The FBI and the Cybersecurity Infrastructure Security Agency, which is part of the Department of Homeland Security, sent out an advisory earlier this month warning that “Bay Area companies, especially in the healthcare industry, are particularly vulnerable to ransomware attacks” now hitting employees through texts and emails.
“I’ve had almost a dozen companies reach out with the exact same MO [modus operandi] of someone texting them pretending to be their CEO,” Elvis Chan of the FBI’s San Francisco bureau told The Examiner.
“We have seen cybercriminals pretending to be the CEO for the company or a senior executive for the company in order to induce employees to click on a link to detonate ransomware,” Chan said.
Ransomware uses malicious computer viruses that encrypt, or lock up with complicated code, an organization’s computer system. Once the system is incapacitated, the criminals demand a ransom, often paid in cryptocurrency, to release the computer system. Ransomware has typically been hidden in malicious links in emails sent to companies. But cybercriminals are increasingly using text messages to manipulate employees into unleashing destructive computer code on companies.
Chan said when employees click on a ransomware link in a text, their cellphone is infected. When the employee accesses company systems through their phone, the ransomware then spreads to the company network.
But here’s where things get interesting: The type of ransomware hitting the Bay Area right now is often flawed, and cyberattacks can often be stopped by authorities before an organization’s network is shut down — if employees act fast.
“There’s a chance that victims may be able to recover their data without needing to resort to paying the ransom demand,” ransomware expert Brett Callow of the company Emsisoft told The Examiner.In January a Florida hospital thwarted a ransomware attack when the IT team discovered it early.
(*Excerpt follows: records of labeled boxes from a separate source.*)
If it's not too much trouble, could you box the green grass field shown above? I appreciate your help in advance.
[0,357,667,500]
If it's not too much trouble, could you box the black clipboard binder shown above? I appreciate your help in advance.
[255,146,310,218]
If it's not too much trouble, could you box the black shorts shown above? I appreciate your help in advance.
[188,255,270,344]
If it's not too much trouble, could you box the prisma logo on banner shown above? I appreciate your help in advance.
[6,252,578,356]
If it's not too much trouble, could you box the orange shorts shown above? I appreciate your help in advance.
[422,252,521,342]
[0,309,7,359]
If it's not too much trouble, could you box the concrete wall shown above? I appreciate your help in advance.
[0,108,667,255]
Telling your IT team right away is important. The FBI and CISA also urge you to promptly report ransomware incidents to a local FBI field office, or CISA at us-cert.cisa.gov/report. For more on ransomware, go to cisa.gov/stopransomware. For more on stopping scam texts, go to fcc.gov.
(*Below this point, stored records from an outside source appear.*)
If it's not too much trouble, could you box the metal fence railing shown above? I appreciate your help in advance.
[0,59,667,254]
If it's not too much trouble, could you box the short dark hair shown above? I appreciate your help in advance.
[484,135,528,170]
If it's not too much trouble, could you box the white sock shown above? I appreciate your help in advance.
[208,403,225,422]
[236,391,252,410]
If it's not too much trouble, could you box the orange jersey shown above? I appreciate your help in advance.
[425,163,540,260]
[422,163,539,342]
The employee who clicked on the bad link needs to know they are not in trouble because they can redeem themselves by alerting the IT team and authorities in time to prevent the damage of an attack. What’s required is a culture change, say Bay Area cybersecurity experts. It’s important to understand employees’ perspectives.
Cybercrime delivered by text brings new challenges to employees, says Crane Hassold, director of threat intelligence at San Francisco’s Abnormal Security. “We’ve seen an overarching attempt to pivot to SMS or text messages from email for different types of cyber threats.”
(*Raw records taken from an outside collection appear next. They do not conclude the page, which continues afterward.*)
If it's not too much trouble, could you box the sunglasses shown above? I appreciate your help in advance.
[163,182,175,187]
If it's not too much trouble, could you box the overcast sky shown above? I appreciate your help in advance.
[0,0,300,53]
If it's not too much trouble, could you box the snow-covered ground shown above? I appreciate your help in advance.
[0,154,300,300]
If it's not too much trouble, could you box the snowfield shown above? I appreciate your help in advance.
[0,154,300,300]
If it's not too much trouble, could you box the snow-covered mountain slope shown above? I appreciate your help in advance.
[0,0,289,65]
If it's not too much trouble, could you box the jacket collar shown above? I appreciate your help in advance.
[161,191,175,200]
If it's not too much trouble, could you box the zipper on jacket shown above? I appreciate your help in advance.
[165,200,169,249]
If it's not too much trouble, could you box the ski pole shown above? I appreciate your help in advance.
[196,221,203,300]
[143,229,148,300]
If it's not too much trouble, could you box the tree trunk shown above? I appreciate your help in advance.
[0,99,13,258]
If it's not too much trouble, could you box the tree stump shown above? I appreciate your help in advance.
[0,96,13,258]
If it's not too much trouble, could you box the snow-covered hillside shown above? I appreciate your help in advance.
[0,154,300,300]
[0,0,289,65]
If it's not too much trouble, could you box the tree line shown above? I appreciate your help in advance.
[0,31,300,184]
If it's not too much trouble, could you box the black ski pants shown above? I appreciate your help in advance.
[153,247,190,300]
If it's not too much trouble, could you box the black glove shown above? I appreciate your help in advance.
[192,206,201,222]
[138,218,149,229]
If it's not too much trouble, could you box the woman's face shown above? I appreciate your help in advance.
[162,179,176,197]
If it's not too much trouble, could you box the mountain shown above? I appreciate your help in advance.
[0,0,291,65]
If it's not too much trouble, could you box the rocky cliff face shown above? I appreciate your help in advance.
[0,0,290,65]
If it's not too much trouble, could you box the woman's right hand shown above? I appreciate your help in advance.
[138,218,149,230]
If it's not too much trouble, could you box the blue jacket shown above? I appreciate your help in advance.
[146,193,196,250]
Employees who have learned to scrutinize scam emails might not be as prepared to spot a texting scam — especially if it claims to be from a boss. What should employees do? Tell IT and don’t feel embarrassed. “Negative consequences are not productive,” Hassold says.
“We’re all getting these texts,” says Masha Sedova, co-founder and president of Berkeley’s ElevateSecurity. People who spot the texts as a scam need to take action, she said. “It is my job to raise my hand and say, ‘Hey, everybody, this is on the radar. This is what today’s text looks like.’”
Sedova said employees should let vulnerable employees know “I’m your security partner. Feel free to let me know if you need to bounce a question off me.”
“From a ransomware perspective, that kind of behavior is so critical,” Sedova said. “You actually have time — if you can raise your hand, get in touch with the right people.”
Sedova’s company, which addresses “social engineering,” or crime that exploits human behavior,found that 7% of employees ever execute or download malware, but that grows to 31% of departments and ultimately nearly all organizations as a whole. That data came from surveying the behavior of 114,000 end users across 2,000 organizational departments between 2018 and 2020.
“How do we deal with shame around this?” is an important question, Sedova said. “Until we look at the human components, it’s not a technology question. It is entirely a human and emotional question.”